(segue) Il discorso di Genova. «Chi si ferma č perduto»
(14 maggio 1938)
[Inizio scritto]

      Le direttive della nostra politica sono chiare: noi vogliamo la pace, la pace con tutti. E vi posso dire che la Germania nazionalsocialista non desidera meno ardentemente di noi la pace europea. (Applausi). Ma la pace, per essere sicura, deve essere armata.
      Ecco perché io ho voluto che a Genova si raccogliesse tutta la flotta: per mostrare a voi e agli Italiani delle due regioni più continentali, che sono il Piemonte e la Lombardia, quale è la nostra effettiva forza sul mare.
      Noi vogliamo la pace, ma dobbiamo esser pronti con tutte le nostre forze a difenderla, specie quando si odono discorsi, sia pure d'oltre Oceano, sui quali dobbiamo riflettere.
      È forse da escludere che le cosiddette grandi democrazie si preparino veramente ad una guerra di dottrine. Comunque, è bene che si sappia che, in questo caso, gli Stati totalitari faranno immediatamente blocco e marceranno fino in fondo. (Acclamazioni altissime).
      Camerati Genovesi!
      L'Italia fascista vi segue e vi onora perché sa di poter contare sul vostro coraggio, sul vostro spirito di iniziativa, sul vostro non mai smentito patriottismo e sulla vostra tenacia veramente ligure, più dura delle rocce che voi avete frantumato per allargare il respiro della vostra città, più paziente delle lunghe navigazioni alla vela.

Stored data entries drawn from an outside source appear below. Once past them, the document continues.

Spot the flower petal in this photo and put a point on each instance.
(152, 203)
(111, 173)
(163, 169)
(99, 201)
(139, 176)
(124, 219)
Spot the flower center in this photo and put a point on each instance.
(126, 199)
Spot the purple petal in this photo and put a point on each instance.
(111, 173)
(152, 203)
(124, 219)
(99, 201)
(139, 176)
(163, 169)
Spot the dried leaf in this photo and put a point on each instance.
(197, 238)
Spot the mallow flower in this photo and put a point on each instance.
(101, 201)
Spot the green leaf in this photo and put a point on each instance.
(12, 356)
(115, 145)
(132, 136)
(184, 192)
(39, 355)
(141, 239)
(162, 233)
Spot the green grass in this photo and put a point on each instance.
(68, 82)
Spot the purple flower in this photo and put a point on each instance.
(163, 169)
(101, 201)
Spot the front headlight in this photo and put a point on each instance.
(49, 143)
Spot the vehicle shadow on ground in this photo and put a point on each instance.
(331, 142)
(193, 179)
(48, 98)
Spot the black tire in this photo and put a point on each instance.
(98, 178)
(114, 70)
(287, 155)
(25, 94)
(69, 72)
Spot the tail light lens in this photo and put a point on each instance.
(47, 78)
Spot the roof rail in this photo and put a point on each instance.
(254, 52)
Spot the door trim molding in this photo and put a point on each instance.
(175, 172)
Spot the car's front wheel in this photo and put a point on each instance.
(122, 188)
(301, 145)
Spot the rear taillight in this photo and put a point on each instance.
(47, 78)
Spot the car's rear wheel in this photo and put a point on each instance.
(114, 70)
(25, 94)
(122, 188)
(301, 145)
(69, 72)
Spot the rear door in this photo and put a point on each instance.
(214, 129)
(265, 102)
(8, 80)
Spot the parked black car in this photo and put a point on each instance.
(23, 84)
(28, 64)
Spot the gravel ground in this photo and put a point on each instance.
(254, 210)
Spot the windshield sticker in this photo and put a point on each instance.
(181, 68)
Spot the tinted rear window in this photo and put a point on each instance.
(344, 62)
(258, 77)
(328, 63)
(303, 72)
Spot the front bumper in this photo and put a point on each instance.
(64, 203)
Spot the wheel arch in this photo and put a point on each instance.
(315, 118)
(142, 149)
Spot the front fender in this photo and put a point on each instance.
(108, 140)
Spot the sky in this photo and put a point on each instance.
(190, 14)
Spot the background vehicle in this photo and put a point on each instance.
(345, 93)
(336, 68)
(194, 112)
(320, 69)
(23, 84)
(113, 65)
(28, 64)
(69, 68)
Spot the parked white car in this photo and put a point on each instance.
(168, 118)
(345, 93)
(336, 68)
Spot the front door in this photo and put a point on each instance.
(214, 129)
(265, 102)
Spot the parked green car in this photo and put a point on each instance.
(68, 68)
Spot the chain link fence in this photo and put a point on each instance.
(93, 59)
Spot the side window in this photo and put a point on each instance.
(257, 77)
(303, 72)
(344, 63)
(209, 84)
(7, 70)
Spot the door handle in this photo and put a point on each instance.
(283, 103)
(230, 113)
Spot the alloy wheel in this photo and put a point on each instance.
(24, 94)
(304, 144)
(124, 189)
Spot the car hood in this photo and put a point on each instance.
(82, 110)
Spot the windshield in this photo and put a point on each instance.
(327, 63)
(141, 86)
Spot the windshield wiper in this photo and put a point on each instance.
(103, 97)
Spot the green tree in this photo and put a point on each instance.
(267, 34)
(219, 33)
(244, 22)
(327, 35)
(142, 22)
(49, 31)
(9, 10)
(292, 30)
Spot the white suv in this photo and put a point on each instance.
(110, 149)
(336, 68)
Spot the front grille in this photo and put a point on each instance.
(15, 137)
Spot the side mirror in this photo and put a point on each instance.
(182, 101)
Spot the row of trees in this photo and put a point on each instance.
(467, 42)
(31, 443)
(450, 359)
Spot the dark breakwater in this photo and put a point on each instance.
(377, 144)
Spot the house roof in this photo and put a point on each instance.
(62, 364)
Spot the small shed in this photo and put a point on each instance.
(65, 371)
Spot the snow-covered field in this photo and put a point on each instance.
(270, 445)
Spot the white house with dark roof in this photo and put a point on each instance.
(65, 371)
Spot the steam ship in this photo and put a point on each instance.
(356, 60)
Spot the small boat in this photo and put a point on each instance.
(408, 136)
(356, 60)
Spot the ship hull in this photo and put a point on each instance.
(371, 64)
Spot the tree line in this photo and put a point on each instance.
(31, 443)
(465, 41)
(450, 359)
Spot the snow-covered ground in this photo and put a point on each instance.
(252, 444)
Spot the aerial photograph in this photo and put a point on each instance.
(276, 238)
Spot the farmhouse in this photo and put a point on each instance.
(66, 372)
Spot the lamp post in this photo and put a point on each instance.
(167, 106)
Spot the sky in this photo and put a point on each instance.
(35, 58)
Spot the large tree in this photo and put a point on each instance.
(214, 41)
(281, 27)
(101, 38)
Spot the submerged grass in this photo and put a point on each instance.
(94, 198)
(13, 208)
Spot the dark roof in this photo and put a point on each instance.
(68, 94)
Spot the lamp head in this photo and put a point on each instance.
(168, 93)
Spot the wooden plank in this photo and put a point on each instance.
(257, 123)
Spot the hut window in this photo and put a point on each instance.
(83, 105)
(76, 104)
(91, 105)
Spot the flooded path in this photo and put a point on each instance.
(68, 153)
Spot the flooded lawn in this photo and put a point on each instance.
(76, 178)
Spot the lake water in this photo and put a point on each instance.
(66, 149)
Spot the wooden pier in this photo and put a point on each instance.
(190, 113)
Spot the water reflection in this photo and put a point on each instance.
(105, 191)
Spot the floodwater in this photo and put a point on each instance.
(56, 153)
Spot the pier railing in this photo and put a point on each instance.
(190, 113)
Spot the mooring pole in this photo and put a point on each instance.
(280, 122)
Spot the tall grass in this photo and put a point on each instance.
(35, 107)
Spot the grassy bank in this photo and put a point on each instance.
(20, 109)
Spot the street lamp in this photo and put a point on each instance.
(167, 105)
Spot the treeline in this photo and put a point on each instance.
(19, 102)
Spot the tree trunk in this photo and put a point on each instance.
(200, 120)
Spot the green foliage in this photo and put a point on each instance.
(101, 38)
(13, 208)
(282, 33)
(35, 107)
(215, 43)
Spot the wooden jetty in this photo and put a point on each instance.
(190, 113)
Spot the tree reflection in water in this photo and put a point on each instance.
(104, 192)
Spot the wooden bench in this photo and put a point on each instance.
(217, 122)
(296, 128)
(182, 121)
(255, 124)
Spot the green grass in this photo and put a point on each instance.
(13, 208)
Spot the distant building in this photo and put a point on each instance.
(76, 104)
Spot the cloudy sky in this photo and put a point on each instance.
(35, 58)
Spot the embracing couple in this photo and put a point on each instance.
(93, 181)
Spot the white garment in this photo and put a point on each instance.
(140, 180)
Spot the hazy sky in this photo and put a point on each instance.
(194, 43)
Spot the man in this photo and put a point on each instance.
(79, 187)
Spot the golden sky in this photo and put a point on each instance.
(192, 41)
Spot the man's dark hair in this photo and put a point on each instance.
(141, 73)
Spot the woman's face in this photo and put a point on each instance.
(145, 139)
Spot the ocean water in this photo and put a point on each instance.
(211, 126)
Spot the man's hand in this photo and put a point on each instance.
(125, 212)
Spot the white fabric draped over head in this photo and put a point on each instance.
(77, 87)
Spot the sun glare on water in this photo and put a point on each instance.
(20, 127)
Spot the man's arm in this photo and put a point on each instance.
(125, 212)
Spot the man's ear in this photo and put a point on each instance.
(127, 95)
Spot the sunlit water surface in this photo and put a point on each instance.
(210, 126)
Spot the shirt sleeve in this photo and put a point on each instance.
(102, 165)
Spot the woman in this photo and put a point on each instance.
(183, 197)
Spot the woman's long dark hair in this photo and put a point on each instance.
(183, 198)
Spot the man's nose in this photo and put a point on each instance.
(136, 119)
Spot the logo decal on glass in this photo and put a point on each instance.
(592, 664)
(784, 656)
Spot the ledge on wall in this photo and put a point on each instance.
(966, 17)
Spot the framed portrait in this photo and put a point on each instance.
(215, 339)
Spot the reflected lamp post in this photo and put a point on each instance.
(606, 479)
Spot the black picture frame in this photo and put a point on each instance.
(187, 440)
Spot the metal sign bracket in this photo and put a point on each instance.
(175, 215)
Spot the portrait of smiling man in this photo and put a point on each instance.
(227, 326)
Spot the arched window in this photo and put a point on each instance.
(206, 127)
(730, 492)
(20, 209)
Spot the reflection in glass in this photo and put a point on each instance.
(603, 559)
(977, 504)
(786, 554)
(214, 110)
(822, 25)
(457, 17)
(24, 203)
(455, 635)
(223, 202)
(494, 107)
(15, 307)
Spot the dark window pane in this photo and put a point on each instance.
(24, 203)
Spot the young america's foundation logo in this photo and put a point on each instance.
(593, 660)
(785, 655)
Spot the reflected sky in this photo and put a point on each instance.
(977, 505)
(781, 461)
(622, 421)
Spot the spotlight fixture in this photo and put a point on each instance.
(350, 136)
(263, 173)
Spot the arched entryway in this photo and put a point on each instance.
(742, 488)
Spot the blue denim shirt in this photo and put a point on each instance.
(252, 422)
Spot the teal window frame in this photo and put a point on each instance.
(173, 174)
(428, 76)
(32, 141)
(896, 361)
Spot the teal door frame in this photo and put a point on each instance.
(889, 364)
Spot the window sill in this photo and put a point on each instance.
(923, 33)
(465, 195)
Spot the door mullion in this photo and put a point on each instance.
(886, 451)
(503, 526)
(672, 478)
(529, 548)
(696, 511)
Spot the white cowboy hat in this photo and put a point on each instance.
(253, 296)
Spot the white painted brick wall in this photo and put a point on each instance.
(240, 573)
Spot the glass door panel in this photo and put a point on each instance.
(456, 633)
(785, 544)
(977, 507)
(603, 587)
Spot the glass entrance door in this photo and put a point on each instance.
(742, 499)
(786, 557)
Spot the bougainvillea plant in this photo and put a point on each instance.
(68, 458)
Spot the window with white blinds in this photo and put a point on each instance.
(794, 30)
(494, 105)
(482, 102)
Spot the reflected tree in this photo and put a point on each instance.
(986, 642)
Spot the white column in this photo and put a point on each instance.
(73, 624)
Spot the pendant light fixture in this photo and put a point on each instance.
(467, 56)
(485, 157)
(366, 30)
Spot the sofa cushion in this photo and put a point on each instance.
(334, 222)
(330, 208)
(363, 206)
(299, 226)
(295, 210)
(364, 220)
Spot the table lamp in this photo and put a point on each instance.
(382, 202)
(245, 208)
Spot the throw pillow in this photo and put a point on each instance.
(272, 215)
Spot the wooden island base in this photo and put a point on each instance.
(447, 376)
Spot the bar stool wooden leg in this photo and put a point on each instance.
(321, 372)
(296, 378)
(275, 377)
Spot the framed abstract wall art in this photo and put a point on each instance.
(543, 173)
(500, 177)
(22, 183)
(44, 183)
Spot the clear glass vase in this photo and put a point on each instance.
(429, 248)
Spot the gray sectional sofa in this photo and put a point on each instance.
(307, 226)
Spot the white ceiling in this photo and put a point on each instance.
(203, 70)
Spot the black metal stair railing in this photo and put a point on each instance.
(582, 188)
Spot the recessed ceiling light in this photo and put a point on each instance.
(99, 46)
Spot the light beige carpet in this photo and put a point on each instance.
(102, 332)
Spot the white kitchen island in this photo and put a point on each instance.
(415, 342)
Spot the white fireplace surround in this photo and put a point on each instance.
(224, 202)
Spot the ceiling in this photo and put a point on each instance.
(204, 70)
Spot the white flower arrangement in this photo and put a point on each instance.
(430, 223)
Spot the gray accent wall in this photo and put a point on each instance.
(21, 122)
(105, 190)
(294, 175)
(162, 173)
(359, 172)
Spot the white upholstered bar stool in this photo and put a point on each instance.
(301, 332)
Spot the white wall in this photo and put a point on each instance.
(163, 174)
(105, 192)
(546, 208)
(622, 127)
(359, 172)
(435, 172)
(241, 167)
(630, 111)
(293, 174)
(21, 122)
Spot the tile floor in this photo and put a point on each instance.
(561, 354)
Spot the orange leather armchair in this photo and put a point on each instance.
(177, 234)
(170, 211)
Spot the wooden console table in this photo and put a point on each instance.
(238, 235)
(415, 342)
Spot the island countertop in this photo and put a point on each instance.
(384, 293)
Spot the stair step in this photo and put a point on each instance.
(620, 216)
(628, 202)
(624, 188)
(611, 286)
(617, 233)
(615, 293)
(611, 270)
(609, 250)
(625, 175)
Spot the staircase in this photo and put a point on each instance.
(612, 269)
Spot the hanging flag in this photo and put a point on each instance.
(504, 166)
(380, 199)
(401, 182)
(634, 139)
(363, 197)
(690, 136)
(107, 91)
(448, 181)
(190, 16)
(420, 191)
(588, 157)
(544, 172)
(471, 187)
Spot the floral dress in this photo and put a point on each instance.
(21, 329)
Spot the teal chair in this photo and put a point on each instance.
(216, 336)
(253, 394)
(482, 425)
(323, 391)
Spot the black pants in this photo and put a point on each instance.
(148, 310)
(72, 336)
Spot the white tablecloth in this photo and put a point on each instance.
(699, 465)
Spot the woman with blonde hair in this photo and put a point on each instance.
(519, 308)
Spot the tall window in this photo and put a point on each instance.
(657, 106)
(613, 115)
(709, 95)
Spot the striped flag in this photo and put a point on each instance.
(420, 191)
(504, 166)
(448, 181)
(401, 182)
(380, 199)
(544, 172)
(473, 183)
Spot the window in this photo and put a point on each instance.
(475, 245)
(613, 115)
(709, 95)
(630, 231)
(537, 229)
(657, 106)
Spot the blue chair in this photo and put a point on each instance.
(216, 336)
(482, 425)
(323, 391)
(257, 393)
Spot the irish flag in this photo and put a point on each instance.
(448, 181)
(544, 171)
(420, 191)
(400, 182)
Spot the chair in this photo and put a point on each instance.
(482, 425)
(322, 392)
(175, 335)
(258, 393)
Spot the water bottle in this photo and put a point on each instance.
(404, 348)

      La mia visita chiude un periodo della vostra storia e ne apre un altro. Durante questo periodo la vostra, la nostra Genova deve compiere e compirà un nuovo poderoso balzo verso il suo più grande futuro.


      Nel pomeriggio dello stesso giorno, il Duce inizia le visite. Nei cantieri navali di Sestri Ponente, dopo avere assistito alla posa della prima lamiera della nuova corazzata «Impero» al grido insistente degli operai «Duce, parla!», rivolge parole di saluto alla grande adunata e afferma che «l'Impero, voluto dal popolo e a lui affidato, sarà dal popolo difeso e potenziato».